Secondo album per i veneziani
Return From The Grave, formazione che possiamo tranquillamente annoverare nel filone neo-seventies al pari di gente come Orchid, The Vintage Caravan, Kadavar, Uncle Acid e compagnia. Il verbo sabbathiano trasuda da ogni nota, lo spirito dei ’70 rivive perfino nella registrazione rigorosamente analogica, quindi chi rifugge questa filosofia musicale è avvertito.
Ma il quartetto nostrano possiede quel pizzico di personalità che lo pone al di sopra del livello dei puri imitatori. I loro brani sono credibili, delineati, discretamente riconoscibili, pur nel segno di un heavy rock assai tributario di Iommi e soci.

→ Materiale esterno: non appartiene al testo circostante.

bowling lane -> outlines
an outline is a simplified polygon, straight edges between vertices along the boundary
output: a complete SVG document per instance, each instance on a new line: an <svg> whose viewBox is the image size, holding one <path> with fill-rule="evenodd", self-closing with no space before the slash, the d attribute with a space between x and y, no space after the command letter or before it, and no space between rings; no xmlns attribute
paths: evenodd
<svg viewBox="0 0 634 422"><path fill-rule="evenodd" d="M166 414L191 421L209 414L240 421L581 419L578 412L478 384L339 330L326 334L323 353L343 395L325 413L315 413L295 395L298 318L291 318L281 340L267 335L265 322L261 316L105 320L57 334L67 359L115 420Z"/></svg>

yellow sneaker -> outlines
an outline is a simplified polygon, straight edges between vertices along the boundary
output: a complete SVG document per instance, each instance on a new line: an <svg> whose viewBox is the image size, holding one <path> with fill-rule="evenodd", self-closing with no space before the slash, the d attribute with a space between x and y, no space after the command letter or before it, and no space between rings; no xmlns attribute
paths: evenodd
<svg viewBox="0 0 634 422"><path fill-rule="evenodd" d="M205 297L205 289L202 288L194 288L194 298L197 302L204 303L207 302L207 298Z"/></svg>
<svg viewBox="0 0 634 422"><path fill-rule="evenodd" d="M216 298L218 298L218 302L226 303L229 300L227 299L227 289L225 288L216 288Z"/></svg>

Infatti se in episodi come “Words in words” e “Uncovered fate” l’influenza principale della band è facilmente riconoscibile, un brano quale “The rage of rays” possiede un tocco evocativo che profuma di doom metal ottantiano, con la parte vocale che si allontana dallo stereotipo Ozzy-iano.
Con la corposa “River in the sky” c’è spazio anche per sonorità più liquide e trippy, suggello di un lavoro che riesce a mantenersi su un livello discreto dall’inizio alla fine.